When Purdue University was established back in the 1860s, its founders – including John Purdue – could not in their wildest dreams have imagined how their little agricultural college would evolve over the next century and a half.
If you could somehow transport the original six instructors and 39 students to today’s campus – which is the size of a large town and supports nearly 40,000 students – they would be aghast. For example, what would they make of the use of sensor-equipped drones by the agricultural and mechanical engineering colleges to collect massive amounts of data from acres of farmland fields?
Once they got over their initial culture shock, the deluge of big data being processed on one of the nation’s largest campus cyberinfrastructures might be regarded as a major miracle to our visitors from an earlier time.

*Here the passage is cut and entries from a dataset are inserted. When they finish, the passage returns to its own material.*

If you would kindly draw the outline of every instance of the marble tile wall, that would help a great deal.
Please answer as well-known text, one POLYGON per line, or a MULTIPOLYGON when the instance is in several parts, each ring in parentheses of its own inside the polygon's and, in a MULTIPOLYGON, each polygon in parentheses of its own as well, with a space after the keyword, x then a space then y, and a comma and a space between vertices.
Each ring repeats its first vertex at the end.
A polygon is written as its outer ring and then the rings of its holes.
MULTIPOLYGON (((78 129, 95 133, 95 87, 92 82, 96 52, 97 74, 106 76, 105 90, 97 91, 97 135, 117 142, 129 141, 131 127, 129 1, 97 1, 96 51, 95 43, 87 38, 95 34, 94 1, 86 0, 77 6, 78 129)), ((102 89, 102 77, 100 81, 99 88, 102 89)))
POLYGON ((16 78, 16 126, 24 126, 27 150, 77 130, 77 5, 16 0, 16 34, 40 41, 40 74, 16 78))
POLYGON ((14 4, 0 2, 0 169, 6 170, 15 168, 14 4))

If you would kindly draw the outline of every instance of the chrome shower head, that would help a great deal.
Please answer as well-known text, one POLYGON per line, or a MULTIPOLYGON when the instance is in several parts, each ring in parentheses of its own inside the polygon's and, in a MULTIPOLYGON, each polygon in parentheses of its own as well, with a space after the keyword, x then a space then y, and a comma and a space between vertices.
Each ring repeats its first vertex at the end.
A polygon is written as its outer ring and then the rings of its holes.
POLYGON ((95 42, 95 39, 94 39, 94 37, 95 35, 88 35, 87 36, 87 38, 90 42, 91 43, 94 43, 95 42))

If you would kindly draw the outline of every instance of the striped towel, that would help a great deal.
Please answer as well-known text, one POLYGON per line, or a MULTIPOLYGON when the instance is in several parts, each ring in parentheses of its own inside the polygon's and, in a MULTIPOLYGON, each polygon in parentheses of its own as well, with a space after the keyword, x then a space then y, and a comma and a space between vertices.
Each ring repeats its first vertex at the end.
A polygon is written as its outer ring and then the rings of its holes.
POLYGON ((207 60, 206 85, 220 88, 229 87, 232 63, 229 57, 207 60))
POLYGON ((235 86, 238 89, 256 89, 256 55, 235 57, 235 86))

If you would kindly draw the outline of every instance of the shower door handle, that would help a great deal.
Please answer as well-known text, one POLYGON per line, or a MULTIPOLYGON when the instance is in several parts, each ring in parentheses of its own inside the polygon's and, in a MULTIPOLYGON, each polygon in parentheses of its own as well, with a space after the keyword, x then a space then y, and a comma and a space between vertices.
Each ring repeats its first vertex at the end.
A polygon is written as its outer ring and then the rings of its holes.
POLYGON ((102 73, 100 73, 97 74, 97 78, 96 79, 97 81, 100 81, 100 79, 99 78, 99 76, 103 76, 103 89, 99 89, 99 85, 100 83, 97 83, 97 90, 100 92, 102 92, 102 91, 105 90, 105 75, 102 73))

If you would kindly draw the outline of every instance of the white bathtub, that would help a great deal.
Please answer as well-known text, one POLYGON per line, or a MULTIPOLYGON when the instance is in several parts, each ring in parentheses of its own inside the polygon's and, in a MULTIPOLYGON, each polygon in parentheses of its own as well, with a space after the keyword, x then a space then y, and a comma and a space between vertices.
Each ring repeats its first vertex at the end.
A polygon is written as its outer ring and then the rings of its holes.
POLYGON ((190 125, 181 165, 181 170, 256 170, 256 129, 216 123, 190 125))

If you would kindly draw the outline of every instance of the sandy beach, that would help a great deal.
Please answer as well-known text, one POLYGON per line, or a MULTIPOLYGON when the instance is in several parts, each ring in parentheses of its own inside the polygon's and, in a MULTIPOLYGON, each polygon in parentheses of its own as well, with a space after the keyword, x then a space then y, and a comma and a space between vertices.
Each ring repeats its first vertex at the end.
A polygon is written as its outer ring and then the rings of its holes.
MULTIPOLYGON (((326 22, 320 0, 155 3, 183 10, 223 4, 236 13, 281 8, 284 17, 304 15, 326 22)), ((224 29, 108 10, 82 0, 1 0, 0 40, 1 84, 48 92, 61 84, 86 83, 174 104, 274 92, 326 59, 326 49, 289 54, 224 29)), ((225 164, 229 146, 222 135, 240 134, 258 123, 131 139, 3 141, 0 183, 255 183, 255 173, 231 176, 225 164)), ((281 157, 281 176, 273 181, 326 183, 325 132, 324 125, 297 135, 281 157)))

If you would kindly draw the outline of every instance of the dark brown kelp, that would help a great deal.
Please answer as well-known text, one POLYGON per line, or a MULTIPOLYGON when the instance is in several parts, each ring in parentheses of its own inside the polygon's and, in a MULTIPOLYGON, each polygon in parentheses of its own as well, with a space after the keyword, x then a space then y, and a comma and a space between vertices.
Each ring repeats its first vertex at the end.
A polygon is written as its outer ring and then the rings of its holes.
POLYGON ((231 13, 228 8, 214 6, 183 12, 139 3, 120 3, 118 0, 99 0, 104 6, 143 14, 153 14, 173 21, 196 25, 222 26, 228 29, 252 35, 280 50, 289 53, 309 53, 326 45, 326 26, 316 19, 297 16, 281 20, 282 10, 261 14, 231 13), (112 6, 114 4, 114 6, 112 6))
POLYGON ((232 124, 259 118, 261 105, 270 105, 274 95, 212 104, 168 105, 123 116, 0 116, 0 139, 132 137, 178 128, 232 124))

Today, Purdue’s IT organization supports the needs of up to 1,000 researchers working on several hundred concurrent research projects. The university has a lot invested in HPC horsepower – three of their systems are currently listed on the Top500. Purdue supports the nation’s largest academic distributed computing grid and the largest collection of science and medical online hubs. Constantly growing big data volumes are generated by the university’s top research areas including computational nanotechnologies, aeronautical and astronomical engineering, mechanical engineering, genomics and structural biology. Even the university’s College of Liberal Arts and Department of Sociology are making big data demands on the IT infrastructure. As part of the solution, Purdue has deployed a Data Depot, a high-capacity data storage service supporting university researchers across all fields of study.
IT has their work cut out for them. Says Mike Shuey, research infrastructure architect at Purdue, “The challenge of managing varied research needs is accommodating very large parallel I/O jobs and millions of small, random read requests without imposing performance penalties on anyone.” This required a single large-scale, centralized data repository that could be accessed from multiple HPC systems.
Purdue has deployed a pair of DDN SFA 12KX storage systems with SFX, and 6.4 petabytes of raw capacity for the university’s GPFS parallel file system. And, to ensure reliable, fast access to the Data Depot, IT has also deployed DDN SFX Software to extend the storage cache with solid-state memory. This ensures that the system loads the right data into flash storage at the right time to maximize cache hit rates and provide a fast response.
“What was most appealing about DDN’s SFX technology is that it removes much of the work from the underlying storage,” comments Shuey. “Since millions of read requests can be served from cache, we can meet all research needs without impacting overall storage performance.”
Big Data, Big Benefits
He says that DDN’s SFA storage with SFX technology has delivered a 900% improvement in read capability at low cost while enabling users to access millions of small files on dedicated solid state modules while simultaneously streaming very large data files. “Simple data queries that used to take two minutes now take two seconds,” Shuey says.
In fact, the IT department was so pleased with DDN’s storage solutions that it made a follow-on purchase of the EXAScaler storage appliance featuring the Lustre parallel file system with SFX. Explains Shuey, “We procured another compute cluster and needed more local storage for researchers. DDN’s EXAScaler Lustre storage appliance is a good fit here as well, since it will help us push the boundaries of next-generation HPC applications.”
And what about our visitors from the 19th century? Would seeing their little school transformed into a 21st century HPC powerhouse be their most impressive memory? Or the fact that you can get a cardboard container full of hot Frappuccino latte at the street corner coffee shop. We’ll never know.